I’m raising this question to start the discussion about future directions regarding semantic typing.
Part of this is stemming from inconsistencies that have risen from the FeatureData[Differential]
type that is used by Songbird + Aldex2. The other part is coming from the current limitations of types that makes it difficult to add new features (i.e. hypothesis tests for differential abundance tests or Bayesian credible intervals).
To start with the current inconsistencies with the Songbird / Aldex2 output, Aldex2 outputs a p-value for each microbe (in their case using a robust estimate of the mean as the reference). Songbird doesn’t output p-values, deferring those calculations to Qurro. This by itself causes issues with the FeatureData[Differential]
type. Aldex2 can handle multiple categories, and will essentially end up with a table of log-fold changes, pvalues for each microbe (@dgiguer, feel free to jump in) - so a table of d rows (for d microbes) with at least 2 columns : log fold changes and p-values for a single covariate. Songbird will can handle multiple covariates with an additive structure, so it can handle blocked designs, continuous variables, … - leading to a table of d rows (for d microbes) by k covariates (i.e. sex, age, BMI, body_site, environment, whatever…) of log-fold changes.
These outputs are very similar, but are currently incompatible in the FeatureData[Differential]
– for the main reason that this data type cannot handle higher order tensors. The more elegant solution will be to have a data type that can store (microbes) x (covariates) x (sample-statistics) in a 3D tensor.
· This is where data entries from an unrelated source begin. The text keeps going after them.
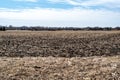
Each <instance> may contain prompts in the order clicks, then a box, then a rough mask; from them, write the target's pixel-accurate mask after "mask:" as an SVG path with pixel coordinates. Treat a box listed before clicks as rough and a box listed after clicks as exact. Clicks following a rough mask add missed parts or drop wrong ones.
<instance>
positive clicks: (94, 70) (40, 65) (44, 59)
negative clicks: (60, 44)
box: [0, 56, 120, 80]
mask: <svg viewBox="0 0 120 80" xmlns="http://www.w3.org/2000/svg"><path fill="white" fill-rule="evenodd" d="M0 64H1V65H0V80H120V56H114V57H83V58H78V57H77V58H75V57H74V58H59V57H58V58H55V57H24V58H8V57H2V58H0Z"/></svg>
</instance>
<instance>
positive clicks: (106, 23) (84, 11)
mask: <svg viewBox="0 0 120 80" xmlns="http://www.w3.org/2000/svg"><path fill="white" fill-rule="evenodd" d="M119 21H120V13H119V12H113V11H106V10H90V9H81V8H74V9H68V10H65V9H49V8H46V9H43V8H35V9H20V10H11V9H0V22H1V24H2V25H9V24H12V25H43V26H77V27H82V26H85V27H86V26H119V25H120V23H119Z"/></svg>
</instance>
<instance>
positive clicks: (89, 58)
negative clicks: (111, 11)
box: [0, 31, 120, 80]
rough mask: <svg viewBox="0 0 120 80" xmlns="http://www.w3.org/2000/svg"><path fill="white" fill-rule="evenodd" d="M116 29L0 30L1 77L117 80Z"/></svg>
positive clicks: (118, 67)
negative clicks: (95, 29) (101, 29)
mask: <svg viewBox="0 0 120 80" xmlns="http://www.w3.org/2000/svg"><path fill="white" fill-rule="evenodd" d="M119 61H120V32H119V31H38V32H37V31H5V32H0V64H1V65H0V80H120V62H119Z"/></svg>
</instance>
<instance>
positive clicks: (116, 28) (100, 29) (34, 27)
mask: <svg viewBox="0 0 120 80" xmlns="http://www.w3.org/2000/svg"><path fill="white" fill-rule="evenodd" d="M6 30H30V31H44V30H47V31H57V30H73V31H77V30H86V31H89V30H93V31H97V30H102V31H110V30H120V27H119V26H117V27H114V28H113V27H98V26H97V27H83V28H80V27H44V26H21V27H17V26H12V25H9V26H2V25H0V31H6Z"/></svg>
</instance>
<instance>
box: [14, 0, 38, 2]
mask: <svg viewBox="0 0 120 80" xmlns="http://www.w3.org/2000/svg"><path fill="white" fill-rule="evenodd" d="M13 1H22V2H37V1H38V0H13Z"/></svg>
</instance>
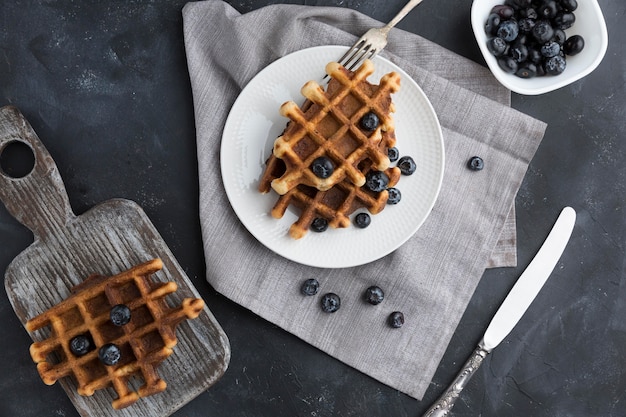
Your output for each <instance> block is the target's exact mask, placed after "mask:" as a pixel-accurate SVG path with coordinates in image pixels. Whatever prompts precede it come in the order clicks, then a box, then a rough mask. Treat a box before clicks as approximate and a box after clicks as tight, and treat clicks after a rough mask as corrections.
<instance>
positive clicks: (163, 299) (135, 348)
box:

This will also handle the emerging use-case with Bayesian statistics, where rather than having a single statistic generated, the uncertainty can be measured from multiple Monte Carlo samples. So it would be in the shape of (microbes) x (covariates) x (Monte Carlo samples). As you can imagine, this will open up many more possibilities of producing these data types to be readily consumed by other statistical aggregators or visualizers (plus they can be very expensive, Monte Carlo samples can easily eat up gigabytes of memory across dozens of samples).
And things can, and will get more complicated once you start throwing in microbe-microbe correlations, multi-omics and time series - time series methods will require 4D tensors with (microbes) x (covariates) x (MC samples) x (time points) at least, possibly 5D tensors for microbe-microbe interactions with (microbes) x (microbes) x (covariates) x (MC samples) x (time points).
The existing qiime2 interface has provided an incredible backbone for microbial ecology. However as more advance methods get developed, we will need to start thinking about how to adapt the types accordingly.
I think a good topic to consider discussing is introducing the concept of a FeatureTensor
, which can be subclassed similarly to the existing FeatureData
. But I think this will require careful discussion, since there are a number of possibilities to consider when representing these FeatureTensor
types in memory or on disk – tensors can become large very quickly. Namely, what are reasonable ways to store dense / sparse tensors? (i.e. pytables, sparse coo format, feather, xarray or zarr).
Incorporating statistical / ML methodologies has been difficult in qiime2, largely because it has traditionally required implementing new data types for the specific use-case. Solidifying a core data-type that can largely encapsulate these outstanding needs is critical in extending these ecosystem to ensure that statistical outputs can be produced by computationally intensive methods, and be readily consumed by other plugins.
Thoughts? @ebolyen, @thermokarst, @Nicholas_Bokulich, @fedarko, @cmartino, @wasade, @yoshiki, @dgiguer, @jwdebelius, @Mehrbod_Estaki, @SoilRotifer, @gibsramen, @gwarmstrong?